Venice, Magic Venice

As a young girl, I remember being both fascinated by and curiously attracted to the world created in Jim Henson’s Labyrinth: all that was the Goblin King and his mythical land of chaos and creature.  Though I watched the film several times over the years, the maze and all its wonder was a memory filed away; a world, since “growing up”, that I never dreamed of entering.

Then, as a final stop in my tour of Italy, I reached Venice.  Intrigued by tales of this city built atop a sea, I imagined a place where every building exits onto a street of water, one has to boat everywhere and where life is likely limited, a bit musty and constrained.

What I found, instead, was the complete embodiment of a fantasy, if one were to exist on this planet.

The city is, in fact, built in water; I exited the train station and was whisked into a water taxi to take me to my section of town. However, once there, I discovered that most of the city exists on top of the water: without motor vehicles – no trucks, cars, etc.  Stores and groceries are stocked on foot, by cart. One walks everywhere, up and down massive flights of stairs, over and under bridges, and around and around incredibly narrow streets, some fitting no more than a person at a time and all resembling a giant maze.

By myself, lugging my suitcases up and down endless steps, I have to admit to sitting down for a good cry.  I was seconds away from ditching the majority of my things and going with the bare necessities, when a gentleman came up to assist me over one hurdle of a bridge.

It took me an hour and a half to arrive at my hotel, simply because I was completely lost and confused.  As I made my way through the front doors, dripping in sweat and seriously defeated, the front desk woman exclaimed in the best Italian accent, “Oh, distressed! Distressed!”.  She ran to me and literally sat me down, thrusting a glass of water into my hands as the bellmen scurried for my things.  She’d clearly done this before, and said that many travelers end up lost and exhausted.

But this was the last minute of “distress” I experienced in this phenomenal city. It was on my very first walk around that I began to feel like Jennifer Conley making her way to the castle.  Only I was in no rush…

I met the Knockers:

The colleagues of Sir Didymus: 

Considered what’d I wear as David Bowie crooned about the world falling down:

And even almost ate from the Bog of Eternal Stench… (seriously… what is this?):

Full of all sorts of fantastic art and architecture the city, itself, is a museum; every step one takes serves as entrance to the next exhibit. From humorous, creepy gargoyles to ornately designed churches and palaces, Venice absolutely captures the imagination and makes one forget to rest, pay attention to where they are, even eat (though the gellatto is incredible).

   

I ran into a world traveller from China, Iris, who made her way about the city with me.  Iris had been on the road for eight months, mostly couch surfing, and was planning another 6 months tacked on her journey.  She told of both successes and fails during her stays with random people all over the world, all offering accommodations to her through websites.  I admired what she was doing, but wondered if I could be that trusting or bold.

Iris and I made it a priority to attempt to find a Gondolier to take us about the city, but informed that a ride is $85 for fifteen minutes, we opted out, as many did.  The Gondolier shared that business was down with the economy, and that he’d paid the equivalent of $36,000 for his boat, the most basic model being $30,000.

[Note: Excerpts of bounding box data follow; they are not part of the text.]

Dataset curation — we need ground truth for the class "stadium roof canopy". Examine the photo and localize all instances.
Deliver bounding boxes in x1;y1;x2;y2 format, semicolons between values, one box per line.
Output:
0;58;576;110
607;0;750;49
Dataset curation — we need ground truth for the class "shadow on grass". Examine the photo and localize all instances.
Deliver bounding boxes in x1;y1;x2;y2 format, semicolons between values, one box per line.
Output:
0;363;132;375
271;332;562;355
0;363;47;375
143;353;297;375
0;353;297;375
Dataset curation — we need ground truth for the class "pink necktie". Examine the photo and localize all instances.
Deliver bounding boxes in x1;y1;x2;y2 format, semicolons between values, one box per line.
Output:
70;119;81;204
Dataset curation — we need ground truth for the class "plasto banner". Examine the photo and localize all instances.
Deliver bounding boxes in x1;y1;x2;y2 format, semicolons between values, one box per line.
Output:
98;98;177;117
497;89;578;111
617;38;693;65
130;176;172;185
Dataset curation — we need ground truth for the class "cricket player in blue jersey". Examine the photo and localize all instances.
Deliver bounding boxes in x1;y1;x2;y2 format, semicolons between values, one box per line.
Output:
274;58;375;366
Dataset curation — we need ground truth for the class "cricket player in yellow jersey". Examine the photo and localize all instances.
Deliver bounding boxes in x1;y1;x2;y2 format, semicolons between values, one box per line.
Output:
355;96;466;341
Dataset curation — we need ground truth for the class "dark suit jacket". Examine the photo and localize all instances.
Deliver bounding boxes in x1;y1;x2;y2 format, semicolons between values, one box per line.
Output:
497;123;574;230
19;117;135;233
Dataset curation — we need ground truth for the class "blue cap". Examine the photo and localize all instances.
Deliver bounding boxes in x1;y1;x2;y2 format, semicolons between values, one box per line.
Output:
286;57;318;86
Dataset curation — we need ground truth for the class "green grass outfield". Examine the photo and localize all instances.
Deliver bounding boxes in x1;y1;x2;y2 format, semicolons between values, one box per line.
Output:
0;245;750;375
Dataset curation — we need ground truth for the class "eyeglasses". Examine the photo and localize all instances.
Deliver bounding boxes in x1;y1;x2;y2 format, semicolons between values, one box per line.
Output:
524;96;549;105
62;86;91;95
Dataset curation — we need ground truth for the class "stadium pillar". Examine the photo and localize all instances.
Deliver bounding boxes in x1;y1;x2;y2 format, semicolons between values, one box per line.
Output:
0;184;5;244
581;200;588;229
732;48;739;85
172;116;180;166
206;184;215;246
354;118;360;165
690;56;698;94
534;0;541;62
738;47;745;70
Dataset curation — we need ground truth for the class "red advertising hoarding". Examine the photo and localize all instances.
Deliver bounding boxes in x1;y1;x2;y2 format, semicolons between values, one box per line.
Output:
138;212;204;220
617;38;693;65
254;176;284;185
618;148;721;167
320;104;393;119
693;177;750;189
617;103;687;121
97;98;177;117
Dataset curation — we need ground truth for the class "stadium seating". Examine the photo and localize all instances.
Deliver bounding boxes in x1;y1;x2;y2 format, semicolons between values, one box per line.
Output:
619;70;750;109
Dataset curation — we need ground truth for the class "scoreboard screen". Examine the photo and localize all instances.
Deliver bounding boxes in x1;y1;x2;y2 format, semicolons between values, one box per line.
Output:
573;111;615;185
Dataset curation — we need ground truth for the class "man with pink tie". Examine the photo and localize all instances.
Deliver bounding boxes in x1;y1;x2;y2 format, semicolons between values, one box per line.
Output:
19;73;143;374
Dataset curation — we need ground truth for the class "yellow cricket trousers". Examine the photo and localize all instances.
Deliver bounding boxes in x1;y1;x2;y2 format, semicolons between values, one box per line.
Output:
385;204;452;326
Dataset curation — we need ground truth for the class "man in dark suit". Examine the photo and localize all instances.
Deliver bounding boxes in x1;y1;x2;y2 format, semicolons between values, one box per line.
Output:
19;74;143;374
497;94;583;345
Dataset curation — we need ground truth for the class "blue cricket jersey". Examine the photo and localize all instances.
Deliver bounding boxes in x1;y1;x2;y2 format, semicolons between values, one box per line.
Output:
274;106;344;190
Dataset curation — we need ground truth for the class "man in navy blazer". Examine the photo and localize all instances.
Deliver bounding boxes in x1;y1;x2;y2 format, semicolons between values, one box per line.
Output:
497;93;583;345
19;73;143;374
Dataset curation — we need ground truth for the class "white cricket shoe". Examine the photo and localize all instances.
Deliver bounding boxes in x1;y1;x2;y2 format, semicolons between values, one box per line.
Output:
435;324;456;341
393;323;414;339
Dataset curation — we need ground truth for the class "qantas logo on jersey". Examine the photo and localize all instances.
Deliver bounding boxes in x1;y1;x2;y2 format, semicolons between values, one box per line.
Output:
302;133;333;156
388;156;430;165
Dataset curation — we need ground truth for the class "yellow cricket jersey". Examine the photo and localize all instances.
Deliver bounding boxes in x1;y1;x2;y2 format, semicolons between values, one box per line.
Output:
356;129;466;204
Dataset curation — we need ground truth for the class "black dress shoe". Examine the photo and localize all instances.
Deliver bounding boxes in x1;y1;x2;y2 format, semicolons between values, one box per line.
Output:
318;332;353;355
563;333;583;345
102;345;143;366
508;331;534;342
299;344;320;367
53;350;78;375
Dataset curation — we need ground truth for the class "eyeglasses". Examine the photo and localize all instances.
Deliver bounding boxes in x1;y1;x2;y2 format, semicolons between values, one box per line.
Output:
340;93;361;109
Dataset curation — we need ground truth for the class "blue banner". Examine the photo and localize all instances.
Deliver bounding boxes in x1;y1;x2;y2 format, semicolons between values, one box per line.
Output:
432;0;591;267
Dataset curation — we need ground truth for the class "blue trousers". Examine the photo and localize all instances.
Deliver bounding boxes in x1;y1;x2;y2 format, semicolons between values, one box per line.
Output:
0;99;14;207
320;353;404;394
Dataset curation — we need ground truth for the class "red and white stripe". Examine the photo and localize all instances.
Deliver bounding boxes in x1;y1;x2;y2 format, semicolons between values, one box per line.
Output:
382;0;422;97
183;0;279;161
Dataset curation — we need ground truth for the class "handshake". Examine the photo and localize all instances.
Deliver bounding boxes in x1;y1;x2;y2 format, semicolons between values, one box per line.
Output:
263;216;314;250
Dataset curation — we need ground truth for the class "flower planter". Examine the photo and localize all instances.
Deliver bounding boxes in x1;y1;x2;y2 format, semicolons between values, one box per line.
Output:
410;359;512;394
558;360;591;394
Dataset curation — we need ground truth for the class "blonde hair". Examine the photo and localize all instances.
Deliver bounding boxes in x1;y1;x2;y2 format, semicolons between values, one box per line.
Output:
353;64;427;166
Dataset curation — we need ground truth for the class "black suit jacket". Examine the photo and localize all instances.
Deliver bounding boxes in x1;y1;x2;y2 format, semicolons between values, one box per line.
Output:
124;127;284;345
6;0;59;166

Perhaps the most fascinating of the stories we heard was told by the owner of a mask shop.  Absolutely in love with his craft and the history of the masquerade, this man explained to us the meaning behind the different masks: for example, masks with curved bird beaks were worn by Venetian doctors to create distance between them and their patients, while cat masks were worn by gay men to “meow” compliments to other men they found to be good-looking.

My stay in Venice was much too short; the scare I’d had in Rome (Lesson #36) had pushed me to move up my flight home and, now, I found myself wishing I had more time.  And just to complete my journey through The Labyrinth, my trip ended on a note I will never be able to explain.  Iris and I followed our map to St. Mark’s Square, a walk which we were certain we made efficiently, and took 45 minutes to accomplish.

Concerned I would be late for my flight, I left a safe 60 minutes to make the walk back.  In only 8 minutes, we found ourselves walking up to the front of my hotel, both staring at each other in confusion and amazement. We were convinced the streets shifted in our favor.  It was truly baffling.

I returned home to rewatch Labyrinth, and found during a “making of”segment that the story was, in fact, inspired by a visit to Venice.  Who wouldn’t be inspired to weave this tale after being there?  Venice is amazing, an absolutely perfect inspiration for a most artistic and fantastical world.